Tiap-tiap sumber data memiliki karakteristik beserta variasi kelengkapan informasi yang berbeda, sehingga tahapan integrasi memegang peranan krusial dalam perumusan DTSEN.

“Data itu memang harus di-update karena kondisi masyarakat berubah. Ada yang pindah domisili, ada yang meninggal, dan sebagainya," Direktur Metodologi, Statistik, dan Science Data BPS, Prof. Setia Pramana, Jumat.

Proses penetapan desil dihimpun dari bermacam faktor, lantaran kondisi KPM di tiap-tiap daerah tidak sama.

"Modelnya kami bangun di masing-masing kabupaten/kota karena karakteristik masing-masing daerah itu berbeda," jelasnya.

Sensus Ekonomi 2026

Akurasi data dimanfaatkan salah satunya untuk penetapan penerima bansos agar tepat sasaran. 

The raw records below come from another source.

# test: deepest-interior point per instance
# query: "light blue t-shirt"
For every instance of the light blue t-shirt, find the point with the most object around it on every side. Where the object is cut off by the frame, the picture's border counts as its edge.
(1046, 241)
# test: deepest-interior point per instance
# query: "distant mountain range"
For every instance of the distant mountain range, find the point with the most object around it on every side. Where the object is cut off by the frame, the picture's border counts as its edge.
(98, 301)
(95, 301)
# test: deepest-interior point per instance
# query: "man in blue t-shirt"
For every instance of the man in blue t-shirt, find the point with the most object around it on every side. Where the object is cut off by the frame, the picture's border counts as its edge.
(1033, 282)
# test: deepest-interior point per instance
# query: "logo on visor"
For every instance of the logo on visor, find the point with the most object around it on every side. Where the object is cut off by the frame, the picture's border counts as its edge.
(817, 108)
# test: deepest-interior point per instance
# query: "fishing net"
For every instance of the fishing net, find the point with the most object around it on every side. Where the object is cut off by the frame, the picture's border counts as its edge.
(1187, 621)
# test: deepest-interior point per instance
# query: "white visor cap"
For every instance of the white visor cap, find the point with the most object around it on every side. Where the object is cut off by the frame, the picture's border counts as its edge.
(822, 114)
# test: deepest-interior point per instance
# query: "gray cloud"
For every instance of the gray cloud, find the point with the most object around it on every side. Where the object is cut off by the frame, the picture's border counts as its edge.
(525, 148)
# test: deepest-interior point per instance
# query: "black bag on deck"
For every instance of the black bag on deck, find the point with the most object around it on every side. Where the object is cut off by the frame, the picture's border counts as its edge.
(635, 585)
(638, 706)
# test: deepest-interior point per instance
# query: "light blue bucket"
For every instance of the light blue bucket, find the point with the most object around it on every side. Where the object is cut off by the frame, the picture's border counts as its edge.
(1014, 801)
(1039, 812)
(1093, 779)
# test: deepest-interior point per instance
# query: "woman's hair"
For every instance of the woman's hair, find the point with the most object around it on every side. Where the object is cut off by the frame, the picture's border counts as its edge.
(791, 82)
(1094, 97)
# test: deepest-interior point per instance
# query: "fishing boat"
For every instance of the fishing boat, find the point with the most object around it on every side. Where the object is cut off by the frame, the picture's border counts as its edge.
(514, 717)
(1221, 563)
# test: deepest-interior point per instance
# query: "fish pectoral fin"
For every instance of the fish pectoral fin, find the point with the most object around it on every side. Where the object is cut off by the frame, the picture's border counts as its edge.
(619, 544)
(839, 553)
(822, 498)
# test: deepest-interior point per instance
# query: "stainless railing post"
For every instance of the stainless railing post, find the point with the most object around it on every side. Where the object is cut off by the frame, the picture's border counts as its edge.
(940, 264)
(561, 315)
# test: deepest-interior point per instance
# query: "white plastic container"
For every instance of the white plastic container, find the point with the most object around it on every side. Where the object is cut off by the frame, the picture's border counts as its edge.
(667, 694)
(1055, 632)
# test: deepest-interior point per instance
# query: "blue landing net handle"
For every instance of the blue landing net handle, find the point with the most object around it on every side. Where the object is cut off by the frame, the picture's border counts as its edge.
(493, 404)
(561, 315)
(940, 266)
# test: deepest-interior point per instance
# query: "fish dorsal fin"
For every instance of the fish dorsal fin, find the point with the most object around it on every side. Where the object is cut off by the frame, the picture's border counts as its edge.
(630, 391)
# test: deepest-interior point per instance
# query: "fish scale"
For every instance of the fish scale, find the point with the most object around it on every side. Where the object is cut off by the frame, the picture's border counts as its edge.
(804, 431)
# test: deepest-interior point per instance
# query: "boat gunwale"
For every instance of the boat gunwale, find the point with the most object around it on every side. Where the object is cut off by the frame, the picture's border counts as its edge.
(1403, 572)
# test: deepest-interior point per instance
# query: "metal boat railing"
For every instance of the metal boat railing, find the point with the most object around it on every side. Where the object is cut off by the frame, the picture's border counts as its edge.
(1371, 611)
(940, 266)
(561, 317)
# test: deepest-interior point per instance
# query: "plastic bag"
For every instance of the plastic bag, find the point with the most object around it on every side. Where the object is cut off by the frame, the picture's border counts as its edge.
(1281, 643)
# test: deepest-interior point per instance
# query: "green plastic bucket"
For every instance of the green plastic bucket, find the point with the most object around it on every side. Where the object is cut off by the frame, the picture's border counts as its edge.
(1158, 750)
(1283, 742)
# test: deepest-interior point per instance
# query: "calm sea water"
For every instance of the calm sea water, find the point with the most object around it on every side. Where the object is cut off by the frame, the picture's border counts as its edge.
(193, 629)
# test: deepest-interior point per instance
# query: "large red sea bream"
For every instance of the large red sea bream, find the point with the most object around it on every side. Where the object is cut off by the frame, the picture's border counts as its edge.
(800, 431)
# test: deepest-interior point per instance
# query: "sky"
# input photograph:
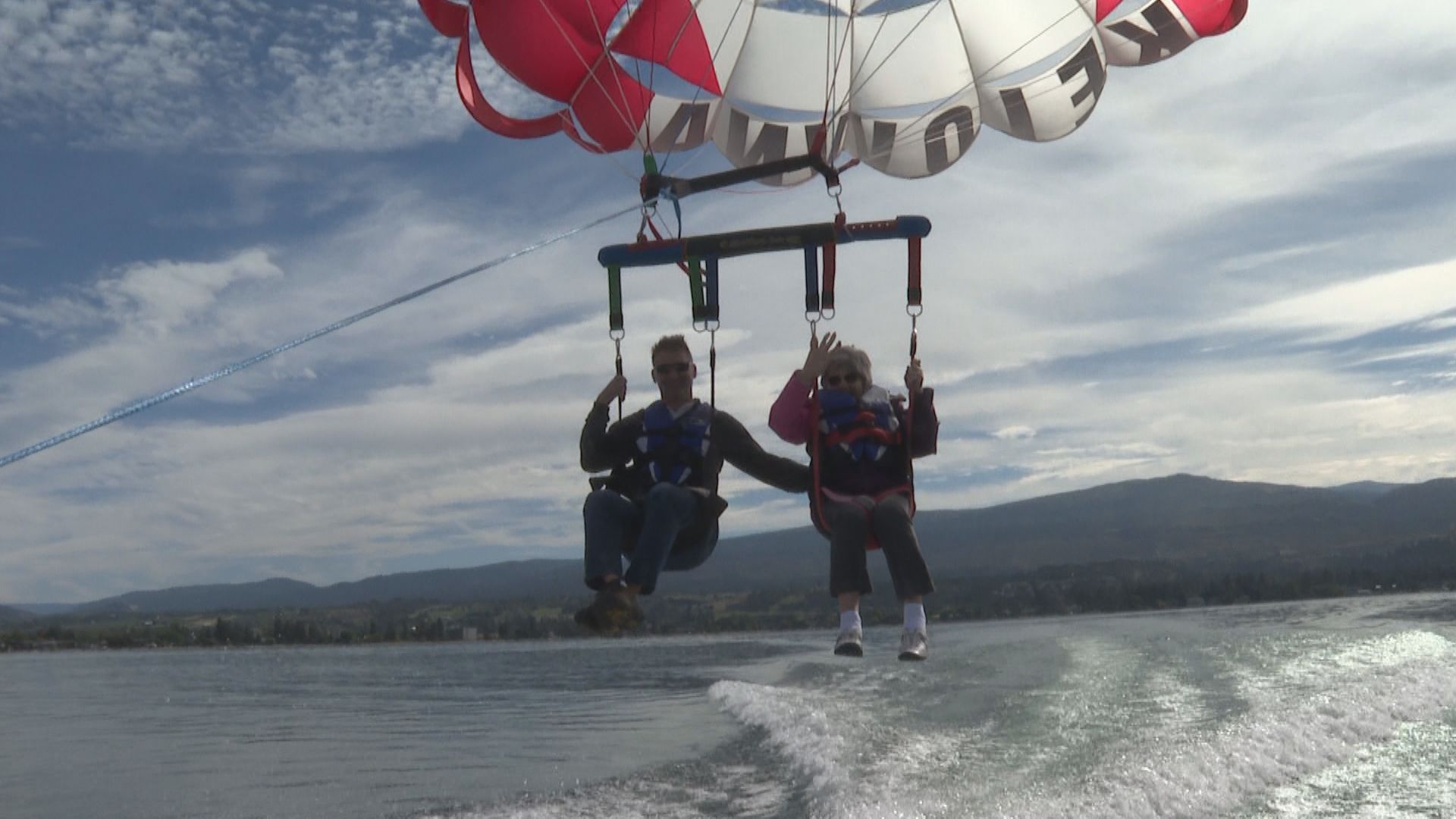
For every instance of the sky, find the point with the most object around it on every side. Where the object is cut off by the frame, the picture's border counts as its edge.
(1242, 265)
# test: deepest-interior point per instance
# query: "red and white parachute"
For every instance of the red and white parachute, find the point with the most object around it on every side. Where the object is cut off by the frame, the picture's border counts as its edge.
(902, 85)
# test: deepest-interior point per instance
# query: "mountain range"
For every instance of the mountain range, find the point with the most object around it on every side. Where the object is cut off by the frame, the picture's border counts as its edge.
(1180, 519)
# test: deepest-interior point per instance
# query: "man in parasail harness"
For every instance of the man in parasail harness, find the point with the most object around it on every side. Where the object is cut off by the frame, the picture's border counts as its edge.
(660, 504)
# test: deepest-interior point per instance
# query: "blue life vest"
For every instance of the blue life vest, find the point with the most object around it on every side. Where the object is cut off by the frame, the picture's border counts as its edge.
(673, 449)
(861, 430)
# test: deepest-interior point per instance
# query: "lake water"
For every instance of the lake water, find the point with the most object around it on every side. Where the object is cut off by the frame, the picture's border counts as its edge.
(1321, 708)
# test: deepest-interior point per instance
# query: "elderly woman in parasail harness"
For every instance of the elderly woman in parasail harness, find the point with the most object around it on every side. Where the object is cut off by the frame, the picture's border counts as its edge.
(861, 441)
(660, 504)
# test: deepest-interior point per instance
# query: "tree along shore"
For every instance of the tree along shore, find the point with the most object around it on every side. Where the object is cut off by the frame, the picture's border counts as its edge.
(1123, 586)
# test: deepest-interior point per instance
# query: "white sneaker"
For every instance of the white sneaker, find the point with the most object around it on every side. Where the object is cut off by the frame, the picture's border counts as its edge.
(913, 645)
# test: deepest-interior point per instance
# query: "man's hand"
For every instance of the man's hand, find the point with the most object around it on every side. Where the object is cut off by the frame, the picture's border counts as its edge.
(617, 390)
(817, 359)
(915, 379)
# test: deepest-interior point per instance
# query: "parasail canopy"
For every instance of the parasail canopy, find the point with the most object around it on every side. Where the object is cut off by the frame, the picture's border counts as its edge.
(902, 85)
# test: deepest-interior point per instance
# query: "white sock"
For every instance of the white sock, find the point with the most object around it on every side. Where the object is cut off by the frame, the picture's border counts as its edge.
(915, 617)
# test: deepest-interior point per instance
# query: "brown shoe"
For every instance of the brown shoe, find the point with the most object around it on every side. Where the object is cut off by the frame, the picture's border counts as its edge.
(613, 610)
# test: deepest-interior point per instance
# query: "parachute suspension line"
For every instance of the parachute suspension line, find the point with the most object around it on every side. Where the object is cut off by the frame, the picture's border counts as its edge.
(913, 295)
(856, 82)
(592, 74)
(913, 309)
(615, 318)
(698, 85)
(341, 324)
(711, 314)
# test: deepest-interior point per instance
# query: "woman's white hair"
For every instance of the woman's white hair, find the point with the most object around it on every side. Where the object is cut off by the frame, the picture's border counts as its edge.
(854, 359)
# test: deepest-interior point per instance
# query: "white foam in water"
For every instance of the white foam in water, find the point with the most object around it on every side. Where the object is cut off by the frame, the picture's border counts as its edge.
(1327, 708)
(1410, 678)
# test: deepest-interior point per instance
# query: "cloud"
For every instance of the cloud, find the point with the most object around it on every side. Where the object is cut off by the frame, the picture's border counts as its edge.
(169, 74)
(1018, 431)
(1232, 270)
(1353, 308)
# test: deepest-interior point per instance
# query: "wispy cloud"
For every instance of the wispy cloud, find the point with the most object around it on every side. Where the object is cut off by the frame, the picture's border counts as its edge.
(1239, 267)
(169, 74)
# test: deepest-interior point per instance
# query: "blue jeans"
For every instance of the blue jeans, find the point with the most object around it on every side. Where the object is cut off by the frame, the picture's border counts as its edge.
(644, 532)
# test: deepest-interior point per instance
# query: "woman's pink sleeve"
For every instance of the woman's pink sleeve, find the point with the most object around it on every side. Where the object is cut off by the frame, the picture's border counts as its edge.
(789, 417)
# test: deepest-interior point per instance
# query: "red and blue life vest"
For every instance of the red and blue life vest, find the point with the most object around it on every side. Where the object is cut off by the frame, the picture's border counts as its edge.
(673, 449)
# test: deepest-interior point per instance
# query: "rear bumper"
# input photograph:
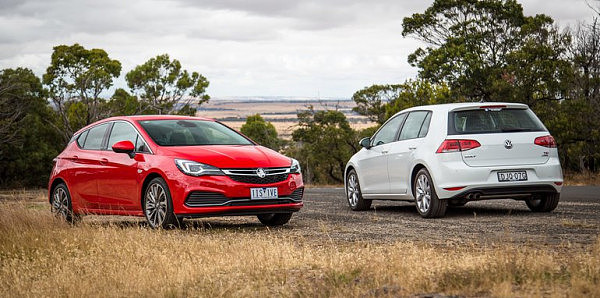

Data yang bersumber dari Sensus Ekonomi 2026 (SE26) dinilai sanggup memberikan gambaran yang lebih menyeluruh terkait rekam aktivitas ekonomi warga sekaligus potret kondisi sosial ekonominya yang terkini.

BPS sekaligus menerapkan metode pemodelan Proxy Means Test (PMT) demi memperkuat ketepatan pengelompokan tingkat sosial ekonomi masyarakat di dalam DTSEN.

"Salah satu yang menjadi data yang mungkin bisa kami gunakan adalah salah satunya adalah dari Sensus Ekonomi 2026. Makanya mohon nanti dengan kualitas data Sensus Ekonomi di mana partisipasi Bapak, Ibu semua di sini menjadi bagian penting dari Sensus Ekonomi yang bisa tidak hanya meng-capture kegiatan ekonomi di masyarakat tetapi juga bisa meng-capture bagaimana kondisi sosial ekonominya aja," jelas Andy.

Proses pemutakhiran DTSEN bakal terus dijalankan guna memantau kondisi riil sosial ekonomi masyarakat.